Putin’s reply was brief, and deliberately barbed. “I don’t want to put salt in your wounds,” he said, before adding that he thought Trump was right. It was the kind of line Putin often uses in public settings: polite on the surface, pointed underneath, and guaranteed to travel.
What Trump is accusing the BBC of
The dispute is about editing. Trump’s claim, as described in the question to Putin, is that the BBC “doctored” his speech in coverage linked to the January 6, 2021 Capitol riots. The allegation is that edits changed the way his remarks came across, with the effect of making him look worse or more culpable.
Trump has pursued the issue through a lawsuit and is seeking $10 billion in damages, according to the account circulating with the viral clip.
The BBC has not been described in this exchange as admitting wrongdoing. The core point is Trump’s allegation: that editing crossed the line from standard broadcast practice into something misleading.
Why Putin took the bait
Putin did not get into legal detail. He did not need to. For him, this is an easy pitch.
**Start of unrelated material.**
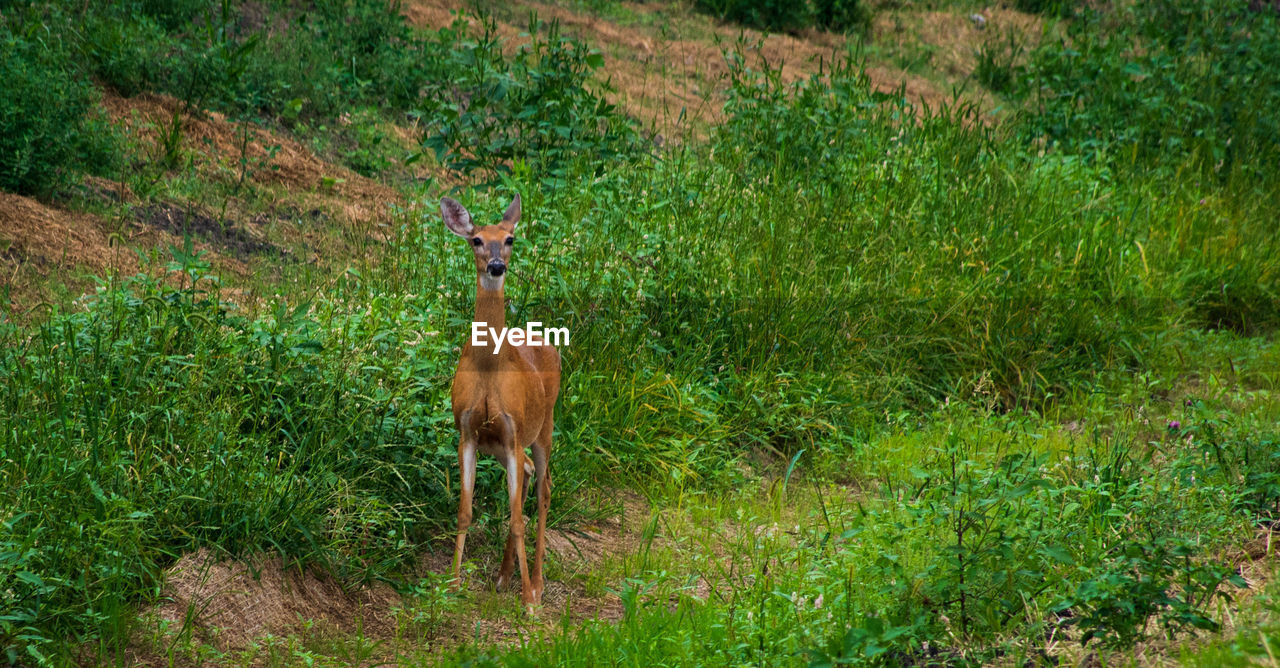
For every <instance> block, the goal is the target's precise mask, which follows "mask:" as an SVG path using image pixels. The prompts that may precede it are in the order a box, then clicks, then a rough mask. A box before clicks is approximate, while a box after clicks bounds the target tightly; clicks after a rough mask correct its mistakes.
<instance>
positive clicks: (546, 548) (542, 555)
mask: <svg viewBox="0 0 1280 668" xmlns="http://www.w3.org/2000/svg"><path fill="white" fill-rule="evenodd" d="M552 426H553V417H552V416H550V415H548V416H547V420H545V421H544V422H543V429H541V431H540V433H539V434H538V439H536V440H534V476H535V480H536V484H538V539H536V543H535V548H534V572H532V575H531V576H530V580H531V581H532V586H534V592H532V595H534V601H532V603H534V604H535V605H538V604H540V603H541V601H543V590H544V585H545V582H544V581H543V558H544V557H545V554H547V508H548V507H550V504H552V472H550V459H552Z"/></svg>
First, it lets him echo a familiar theme: that powerful Western media organisations shape political narratives, pick winners and losers, and use editing as a weapon. Second, it lets him appear to support Trump without making a formal political statement. Third, it is a clean headline in a world where attention matters.
Putin’s phrasing also mattered. By saying he did not want to “put salt in your wounds,” he suggested the BBC had already hurt Trump, and that the question itself was rubbing it in. That frames Trump as the injured party before Putin even says he is “right.”
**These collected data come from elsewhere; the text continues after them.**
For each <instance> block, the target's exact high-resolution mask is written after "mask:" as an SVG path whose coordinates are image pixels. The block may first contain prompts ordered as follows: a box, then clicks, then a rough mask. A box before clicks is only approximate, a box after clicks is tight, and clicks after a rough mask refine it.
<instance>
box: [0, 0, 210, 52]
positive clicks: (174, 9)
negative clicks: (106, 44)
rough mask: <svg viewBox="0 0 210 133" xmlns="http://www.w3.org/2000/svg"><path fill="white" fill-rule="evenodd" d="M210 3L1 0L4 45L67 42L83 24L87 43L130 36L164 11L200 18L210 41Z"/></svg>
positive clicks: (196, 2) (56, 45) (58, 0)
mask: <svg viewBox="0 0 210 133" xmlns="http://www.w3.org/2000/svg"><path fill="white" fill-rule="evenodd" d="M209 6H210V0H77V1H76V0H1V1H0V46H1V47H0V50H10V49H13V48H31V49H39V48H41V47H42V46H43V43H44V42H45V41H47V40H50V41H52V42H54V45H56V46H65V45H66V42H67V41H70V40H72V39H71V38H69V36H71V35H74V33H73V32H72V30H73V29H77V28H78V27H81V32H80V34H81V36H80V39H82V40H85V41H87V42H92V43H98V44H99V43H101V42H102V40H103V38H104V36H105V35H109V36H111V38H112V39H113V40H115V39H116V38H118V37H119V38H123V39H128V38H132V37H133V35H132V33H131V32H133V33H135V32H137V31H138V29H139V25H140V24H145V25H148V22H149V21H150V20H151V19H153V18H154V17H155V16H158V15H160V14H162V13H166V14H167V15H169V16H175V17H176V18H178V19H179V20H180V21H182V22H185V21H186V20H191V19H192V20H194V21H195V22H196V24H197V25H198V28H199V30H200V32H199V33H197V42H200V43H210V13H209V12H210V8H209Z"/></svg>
What this says about the moment
This is not really a Russia story, and it is not really a UK media story either. It is a reminder of how quickly everything gets folded into global politics once Trump is involved. A lawsuit about broadcast editing becomes a stage for Putin to comment on American grievances, and for Trump’s supporters to point to a foreign leader saying, in effect, “you have a point.”
Whether Trump wins in court is a separate question. The immediate impact is simpler: one answer from Putin has ensured the BBC lawsuit now carries an extra layer of politics, symbolism and noise.
And that, in 2025, is often the point.